Logical conclusions must be predicated on true premises. If the premises are unexamined, inaccurate, or false, then the logic is empty. This is one reason why using “logic” to argue for or against matters of politics and policy is frequently misguided; the person invoking “logic” is all too often using faulty premises.
Misuse of logic is rampant in all fields, even academic ones. It is often used as a crutch to justify prejudices and as a club to smite those who hold opposing views. There are people who are thoroughly Aristotelian in their thinking, and do, indeed, believe in the profundity of empty logical arguments. Others, such as politicians and evangelists use logic cynically as an instrument for persuasion of those who don’t realize that “There’s a mighty big difference between good, sound reasons, and reasons that sound good.” (Burton Hillis).
Just what is an ‘empty’ argument about the ‘real world’ of our experience?
- One kind is the argument that may have faultless logic but is based on premises that have not, or cannot, be experimentally verified.

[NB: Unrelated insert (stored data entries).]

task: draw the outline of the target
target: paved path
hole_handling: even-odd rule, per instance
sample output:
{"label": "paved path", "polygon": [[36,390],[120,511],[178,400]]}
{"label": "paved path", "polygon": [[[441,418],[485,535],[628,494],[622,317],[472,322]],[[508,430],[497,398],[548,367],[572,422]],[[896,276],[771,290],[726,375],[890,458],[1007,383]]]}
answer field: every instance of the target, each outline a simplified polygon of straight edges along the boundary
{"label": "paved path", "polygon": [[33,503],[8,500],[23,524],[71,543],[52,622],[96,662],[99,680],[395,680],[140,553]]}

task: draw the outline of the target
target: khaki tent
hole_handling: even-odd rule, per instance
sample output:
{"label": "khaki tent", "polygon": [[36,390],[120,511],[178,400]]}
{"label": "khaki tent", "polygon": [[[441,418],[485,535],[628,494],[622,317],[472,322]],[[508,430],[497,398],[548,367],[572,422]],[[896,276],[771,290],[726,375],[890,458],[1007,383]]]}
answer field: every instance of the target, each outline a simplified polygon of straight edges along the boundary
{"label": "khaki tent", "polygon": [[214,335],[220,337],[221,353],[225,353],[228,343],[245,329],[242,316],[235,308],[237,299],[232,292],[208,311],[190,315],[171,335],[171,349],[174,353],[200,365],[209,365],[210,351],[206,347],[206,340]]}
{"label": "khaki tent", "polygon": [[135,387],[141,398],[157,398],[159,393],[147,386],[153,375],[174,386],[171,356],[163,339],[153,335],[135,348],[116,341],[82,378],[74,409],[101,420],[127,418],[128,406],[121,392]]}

Another kind is based on premises that are not part of any well-established and accepted scientific theory.
- Some arguments are empty of content because they use words with no clear and unambiguous meaning, or words that cannot be related to anything real (experimentally unverifiable).
- The most seductive empty arguments build upon premises that are so emotionally appealing that we don’t ask for verification, or which have appealing conclusions that blind us to the emptiness of the premises.